General Secretary of the International Transport Workers’ Federation (ITF), Stephen Cotton, says he intends to write to the governments of Dominica, Barbados, and St. Vincent and the Grenadines to express concern about “their failure to meet the test of international rules with respect to the treatment of LIAT workers.”
Last week, Cotton wrote to Antigua and Barbuda’s Prime Minister Gaston Browne on the matter of severance for the former and current employees of LIAT (1974) Ltd.
In his missive, Mr. Cotton said the ITF was both “surprised and concerned” by the government’s handling of the matter.
The ITF general secretary expressed particular concern over Browne’s recent statement that his administration would seek to bypass the unions in order to provide “partial compassionate assistance” to the workers.
Cotton described the prime minister’s statement as “totally unacceptable” and added that it did not respect the relevant International Labour Organisation (ILO) standards.
The ITF general secretary referenced several international conventions that provide guidance on such matters.
“Two ILO Conventions and one ILO Recommendation specifically address worker claims in the event of enterprise insolvency: the ILO Protection of Wages Convention, 1949 (No. 95), the ILO Protection of Workers’ Claims (Employer’s Insolvency) Convention, 1992 (No. 173), and the Protection of Workers’ Claims (Employer’s Insolvency) Recommendation, 1992 (No. 180),” Cotton detailed in his letter.
Cotton concluded the missive by reiterating the ABWU’s call for consultation. He noted that “genuine dialogue with trade unions is very much needed as only such an approach can contribute to a better, more transparent, and more efficient solution to the problem.”

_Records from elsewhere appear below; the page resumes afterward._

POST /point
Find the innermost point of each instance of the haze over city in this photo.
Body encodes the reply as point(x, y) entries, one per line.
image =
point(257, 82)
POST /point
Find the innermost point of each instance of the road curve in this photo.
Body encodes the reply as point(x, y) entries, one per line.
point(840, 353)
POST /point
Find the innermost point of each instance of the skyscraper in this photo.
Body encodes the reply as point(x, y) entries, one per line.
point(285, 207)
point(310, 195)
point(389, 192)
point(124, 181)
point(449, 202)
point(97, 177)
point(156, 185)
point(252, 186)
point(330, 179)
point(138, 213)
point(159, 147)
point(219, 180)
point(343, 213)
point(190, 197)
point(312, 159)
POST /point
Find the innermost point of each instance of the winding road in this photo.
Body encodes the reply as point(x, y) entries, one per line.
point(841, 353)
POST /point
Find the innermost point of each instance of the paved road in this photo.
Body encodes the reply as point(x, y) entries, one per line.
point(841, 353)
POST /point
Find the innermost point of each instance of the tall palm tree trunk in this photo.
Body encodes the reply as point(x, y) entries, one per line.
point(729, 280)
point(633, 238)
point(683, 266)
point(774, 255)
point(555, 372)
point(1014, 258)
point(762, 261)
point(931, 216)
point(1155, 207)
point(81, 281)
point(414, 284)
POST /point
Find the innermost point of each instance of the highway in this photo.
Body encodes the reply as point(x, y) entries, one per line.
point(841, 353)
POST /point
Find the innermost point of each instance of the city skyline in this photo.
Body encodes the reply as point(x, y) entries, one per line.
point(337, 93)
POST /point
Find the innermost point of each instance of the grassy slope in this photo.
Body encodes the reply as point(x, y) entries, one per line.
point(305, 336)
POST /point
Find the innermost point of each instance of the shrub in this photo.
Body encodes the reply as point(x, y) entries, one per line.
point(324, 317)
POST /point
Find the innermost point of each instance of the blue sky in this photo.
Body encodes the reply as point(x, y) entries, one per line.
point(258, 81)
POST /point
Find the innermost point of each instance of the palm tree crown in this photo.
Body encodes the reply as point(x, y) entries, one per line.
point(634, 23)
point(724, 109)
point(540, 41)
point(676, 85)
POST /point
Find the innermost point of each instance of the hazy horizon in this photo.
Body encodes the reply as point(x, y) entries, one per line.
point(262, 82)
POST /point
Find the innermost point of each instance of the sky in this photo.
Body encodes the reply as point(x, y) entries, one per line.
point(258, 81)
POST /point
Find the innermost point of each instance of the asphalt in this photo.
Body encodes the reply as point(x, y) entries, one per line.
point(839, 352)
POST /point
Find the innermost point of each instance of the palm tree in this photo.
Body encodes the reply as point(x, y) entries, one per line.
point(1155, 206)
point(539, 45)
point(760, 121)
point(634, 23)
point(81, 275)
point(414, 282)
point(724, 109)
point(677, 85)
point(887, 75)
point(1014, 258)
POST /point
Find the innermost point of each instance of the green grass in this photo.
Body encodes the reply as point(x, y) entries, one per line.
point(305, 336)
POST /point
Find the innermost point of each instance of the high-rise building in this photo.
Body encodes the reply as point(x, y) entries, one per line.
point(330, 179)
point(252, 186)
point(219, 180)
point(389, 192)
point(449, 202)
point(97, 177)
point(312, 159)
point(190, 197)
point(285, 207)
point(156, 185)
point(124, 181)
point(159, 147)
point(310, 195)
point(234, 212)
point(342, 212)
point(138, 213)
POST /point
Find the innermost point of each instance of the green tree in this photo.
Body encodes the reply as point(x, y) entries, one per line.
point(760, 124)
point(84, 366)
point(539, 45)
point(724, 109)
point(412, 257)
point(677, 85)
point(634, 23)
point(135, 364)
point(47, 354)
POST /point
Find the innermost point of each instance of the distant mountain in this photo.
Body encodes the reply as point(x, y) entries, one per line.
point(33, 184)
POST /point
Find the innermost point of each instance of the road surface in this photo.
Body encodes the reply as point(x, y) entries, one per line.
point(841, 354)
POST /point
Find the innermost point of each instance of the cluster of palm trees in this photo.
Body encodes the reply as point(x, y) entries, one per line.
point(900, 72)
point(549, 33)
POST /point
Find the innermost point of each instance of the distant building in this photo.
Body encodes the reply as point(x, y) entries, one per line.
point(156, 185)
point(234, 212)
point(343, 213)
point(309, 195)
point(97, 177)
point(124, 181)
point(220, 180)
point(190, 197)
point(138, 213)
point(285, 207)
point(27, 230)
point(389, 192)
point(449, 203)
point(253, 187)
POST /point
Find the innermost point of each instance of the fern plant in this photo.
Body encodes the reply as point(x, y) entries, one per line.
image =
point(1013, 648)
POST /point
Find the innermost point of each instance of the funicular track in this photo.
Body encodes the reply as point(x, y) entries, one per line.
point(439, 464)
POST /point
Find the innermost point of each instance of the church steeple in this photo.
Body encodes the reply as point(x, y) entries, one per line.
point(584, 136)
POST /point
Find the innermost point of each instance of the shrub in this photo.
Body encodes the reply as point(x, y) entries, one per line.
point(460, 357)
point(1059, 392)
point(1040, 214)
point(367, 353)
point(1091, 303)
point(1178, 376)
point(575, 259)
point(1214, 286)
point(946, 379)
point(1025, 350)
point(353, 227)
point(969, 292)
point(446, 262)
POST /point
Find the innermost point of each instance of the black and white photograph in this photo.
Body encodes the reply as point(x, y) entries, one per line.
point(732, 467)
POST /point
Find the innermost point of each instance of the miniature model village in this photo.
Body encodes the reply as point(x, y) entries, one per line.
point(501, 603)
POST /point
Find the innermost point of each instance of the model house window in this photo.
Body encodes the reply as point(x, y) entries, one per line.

The ITF general secretary extended an invitation for the prime minister, along with ABWU representatives, to meet on the matter in April when the ITF will be hosting a series of meetings in Antigua and Barbuda.
Why is Stephen Cotton talking so much. It is really quite simple. If he thinks he has a strong case, then take the matter to court. I know exactly why he has not gone that route. He cannot win that case because LIAT is an LLC and as such the liability stays with the company, not the shareholders. He knows that but he wants to come across as if he is holding the cards. He has no cards and therefore is better off negotiating a reasonable settlement knowing his members will not get all the monies owed. Holding out for full payment is foolhardy. The longer this drags out the less likely his union members will get anything.